“If you will permit me,” said Winton, “it is your Grace only whose favour I desire to gain.”

Here the Duke began to laugh in a somewhat imbecile way, shaking his head with an air of complacency which would have been too ludicrous for mortal powers of gravity, had not Winton’s mind been so much otherwise occupied. “Ah,” he said, “I see! you are thinking of that old story about the Foreign Office. You must know that was mere talk. I do not expect that anything could come of it. But if,” his Grace added with another little run of laughter, “when we return to power—be assured, Mr Winton, that nothing could give me greater pleasure——”

What was he to say? Winton knew very well that he himself was as likely, if not more so—for he was a young man, with the world before him—to be Foreign Minister than the Duke: and what with the confusion of the mistake and the ludicrous character of the patronage offered, he was more embarrassed than tongue could tell. “You are very kind,” he faltered, scarcely knowing what he said; then, taking his courage with both hands, “Duke,” he said, boldly, “it was on a much more presumptuous errand I ventured to intrude upon you. What you will say to me I dare not venture to think. I come not to ask for patronage or place, but for something a great deal more precious. I come——” Here he paused, so bewildered by the dignified unconsciousness and serene superiority of the potentate in whose presence he stood that words failed him, and he stood and gazed at that immovable countenance with a sort of appalled wonder to think that anything should be so great yet so small, so capable of making himself ridiculous, and yet with power to spoil two lives at his pleasure. The Duke shifted his position a little, put his right hand within his waistcoat in an attitude in which he had once stood for his portrait, and regarded his suppliant with benignity. “Go on,” he said, waving his other hand, “go on.”

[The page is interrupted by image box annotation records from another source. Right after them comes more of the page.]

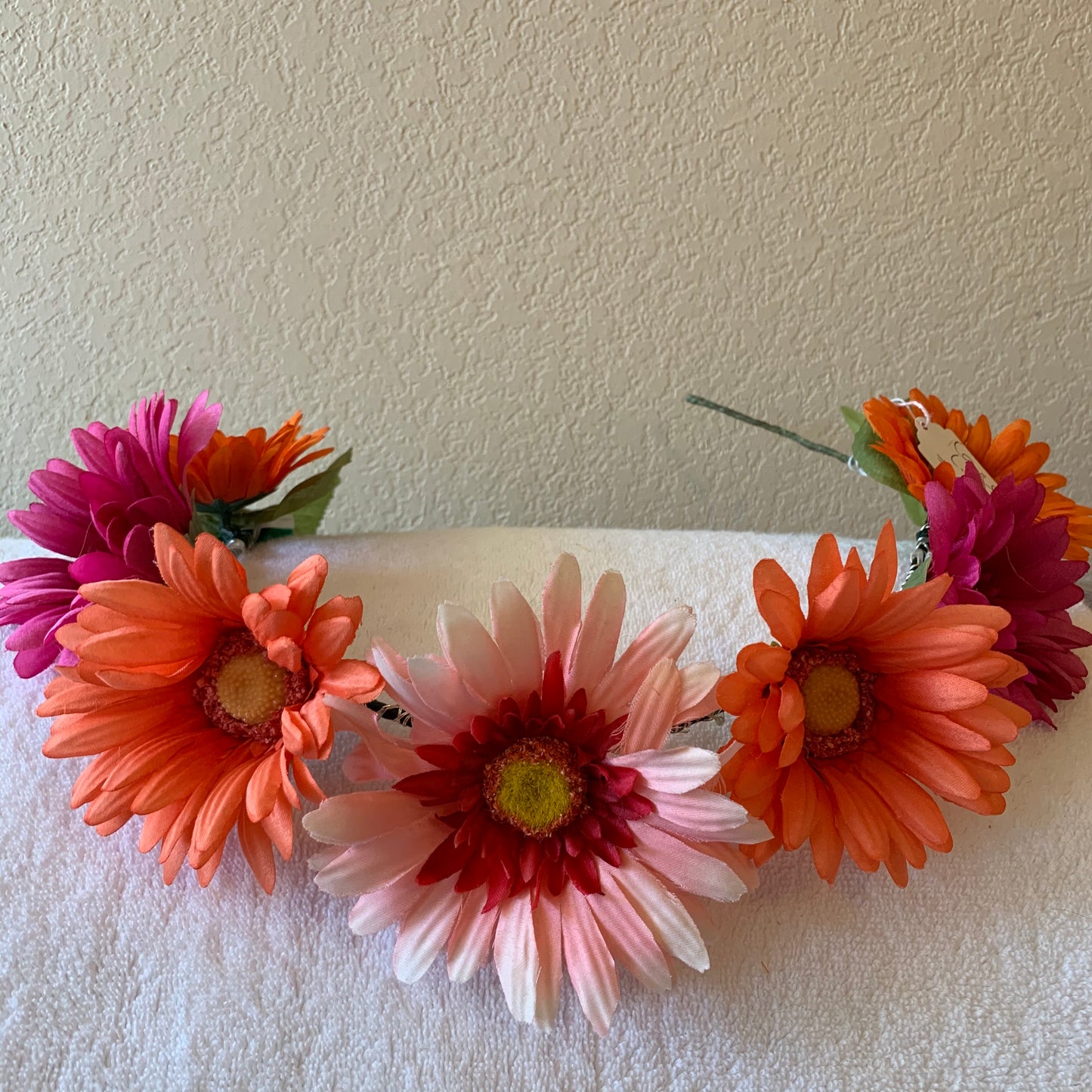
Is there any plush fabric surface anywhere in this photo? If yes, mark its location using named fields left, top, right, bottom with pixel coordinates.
left=0, top=530, right=1092, bottom=1092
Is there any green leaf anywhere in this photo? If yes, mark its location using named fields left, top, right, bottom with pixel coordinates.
left=187, top=508, right=223, bottom=543
left=902, top=493, right=925, bottom=527
left=842, top=407, right=865, bottom=436
left=292, top=493, right=333, bottom=535
left=902, top=554, right=930, bottom=589
left=853, top=420, right=906, bottom=493
left=231, top=447, right=353, bottom=527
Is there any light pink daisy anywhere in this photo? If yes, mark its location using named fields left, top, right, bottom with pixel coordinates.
left=304, top=554, right=770, bottom=1034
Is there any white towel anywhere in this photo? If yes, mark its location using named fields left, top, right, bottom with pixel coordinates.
left=0, top=530, right=1092, bottom=1092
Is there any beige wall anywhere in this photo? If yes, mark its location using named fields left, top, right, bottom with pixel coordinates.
left=0, top=0, right=1092, bottom=534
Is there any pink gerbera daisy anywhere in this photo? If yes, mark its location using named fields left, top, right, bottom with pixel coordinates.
left=925, top=466, right=1092, bottom=726
left=305, top=555, right=769, bottom=1034
left=0, top=391, right=219, bottom=678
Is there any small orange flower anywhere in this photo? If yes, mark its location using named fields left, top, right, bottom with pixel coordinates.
left=39, top=523, right=383, bottom=891
left=172, top=412, right=334, bottom=505
left=864, top=388, right=1092, bottom=561
left=716, top=523, right=1030, bottom=886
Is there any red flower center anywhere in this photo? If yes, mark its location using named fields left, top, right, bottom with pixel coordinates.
left=193, top=630, right=311, bottom=744
left=394, top=653, right=652, bottom=910
left=785, top=645, right=876, bottom=758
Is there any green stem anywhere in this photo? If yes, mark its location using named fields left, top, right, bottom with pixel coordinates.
left=685, top=394, right=849, bottom=463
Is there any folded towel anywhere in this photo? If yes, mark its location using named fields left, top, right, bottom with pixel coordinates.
left=0, top=530, right=1092, bottom=1092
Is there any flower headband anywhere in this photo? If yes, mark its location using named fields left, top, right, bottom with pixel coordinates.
left=0, top=391, right=1092, bottom=1034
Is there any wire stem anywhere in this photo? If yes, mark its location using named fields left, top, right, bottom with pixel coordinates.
left=685, top=394, right=849, bottom=463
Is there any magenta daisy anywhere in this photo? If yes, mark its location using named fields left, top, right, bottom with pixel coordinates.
left=304, top=555, right=769, bottom=1034
left=925, top=466, right=1092, bottom=725
left=0, top=391, right=219, bottom=678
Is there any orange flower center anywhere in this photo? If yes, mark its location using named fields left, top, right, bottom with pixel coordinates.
left=481, top=736, right=587, bottom=837
left=193, top=630, right=311, bottom=744
left=785, top=645, right=876, bottom=758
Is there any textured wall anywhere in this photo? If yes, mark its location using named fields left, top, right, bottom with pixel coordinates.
left=0, top=0, right=1092, bottom=534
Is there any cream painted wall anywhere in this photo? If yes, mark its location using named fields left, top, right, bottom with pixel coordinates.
left=0, top=0, right=1092, bottom=534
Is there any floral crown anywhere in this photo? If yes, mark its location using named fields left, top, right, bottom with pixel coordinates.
left=0, top=390, right=1092, bottom=1034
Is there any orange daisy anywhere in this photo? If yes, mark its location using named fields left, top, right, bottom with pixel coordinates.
left=864, top=388, right=1092, bottom=561
left=716, top=523, right=1030, bottom=886
left=172, top=410, right=334, bottom=505
left=39, top=523, right=383, bottom=892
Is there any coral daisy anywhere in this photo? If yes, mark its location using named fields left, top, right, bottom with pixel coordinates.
left=39, top=524, right=382, bottom=891
left=304, top=555, right=769, bottom=1034
left=925, top=466, right=1092, bottom=725
left=716, top=523, right=1030, bottom=886
left=176, top=412, right=334, bottom=505
left=864, top=388, right=1092, bottom=561
left=0, top=391, right=219, bottom=678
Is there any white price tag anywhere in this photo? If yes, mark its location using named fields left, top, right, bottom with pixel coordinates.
left=914, top=417, right=997, bottom=493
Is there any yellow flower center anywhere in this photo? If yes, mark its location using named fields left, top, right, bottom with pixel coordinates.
left=216, top=652, right=288, bottom=724
left=785, top=645, right=876, bottom=759
left=493, top=763, right=572, bottom=830
left=800, top=664, right=861, bottom=736
left=483, top=737, right=586, bottom=837
left=192, top=630, right=312, bottom=744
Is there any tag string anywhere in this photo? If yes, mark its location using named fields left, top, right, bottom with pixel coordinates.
left=891, top=398, right=933, bottom=428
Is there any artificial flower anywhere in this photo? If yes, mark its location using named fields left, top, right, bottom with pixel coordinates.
left=925, top=466, right=1092, bottom=725
left=864, top=388, right=1092, bottom=561
left=39, top=523, right=382, bottom=891
left=0, top=391, right=219, bottom=678
left=304, top=555, right=769, bottom=1034
left=716, top=523, right=1030, bottom=886
left=176, top=412, right=334, bottom=505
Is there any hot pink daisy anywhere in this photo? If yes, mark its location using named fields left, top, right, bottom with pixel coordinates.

Ah, how right the Duchess was! Oh, what a miserable mistake the lover had made! But there was no drawing back now. “I am not worthy, no one is worthy of her,” he said with agitation. “I am only a commoner, which I know is a disadvantage in your eyes. The only thing, and that is nothing, is, that at least I could make ample provision and secure every comfort for my wife.”

“Your wife!” said the Duke, with a surprise which was ineffable. If any gleam of suspicion came over him he quenched it in the sublime patronage of a superior. “This is very interesting,” he said, “and shows a great faith in my friendship to take me into your confidence on such a delicate subject. I am happy to hear you are in such favourable circumstances; but really,” he added with a laugh, “when you think how very unlikely it is that I can have any knowledge of the future Mrs Winton——”

The young man grew red and hot with a mixture of embarrassment and resentful excitement, stung by the look and the tone. “It is your daughter,” he said, “who has given me permission to come to you. It is of Lady Jane I want to speak. You cannot think me less worthy of her than I think myself.”

“Lady Jane!” The Duke grew pale; he took his hand out of his waistcoat, and stared at the audacious suitor with dismay. Then he recovered himself with an effort, and snatched at a smile as if it had been something that hung on the wall, and put it on tremulously. “Ah! ah! I see,” he added. “You think she might render you assistance. Speak a good word for you?—eh?” The attempt to be jocular, which was entirely out of his habits, convulsed his countenance. “Yes, yes, I see! that is what you mean,” he said.

There was a pause, and the two men looked each other in the face. A monarch confronted by the whole embodied force of revolution—scorning it, hating it—yet with an insidious suggestion of alarm underneath all—on one hand; and on the other the revolution embodied—pale with lofty anger and a sense of its own rights, yet not without a regret, a sympathetic pang for the old king about to be discrowned. The mutual contemplation lasted not more than a few moments, though it seemed so long. Then the Duke turned on his heel with a grimace which in his agitation he intended for a laugh. “I prefer,” he said, “on the whole, that Lady Jane should not be appealed to. My disposition to serve you was personal. The ladies of my family are not less amicably inclined, I am sure; but I do not wish them to be mixed up—in short you will understand that, wishing you well in every way, I must advise you to trust to your own attractions in a matrimonial point of view. I cannot permit my daughter to interfere.”

He had moved about while he was speaking, but at the end returned to his place and fixed Winton with the commanding look, straight in the eyes, of a man determined to intimidate an applicant. It was the least successful way in which he could have attempted to influence the present suitor. Winton’s excitement rose to such a pitch that he recovered his calm and self-possession as if by magic.

“I feel that I have explained myself badly,” he said, “and this is not a matter on which there can be any misunderstanding between us. I must ask you to listen to me calmly for a moment.”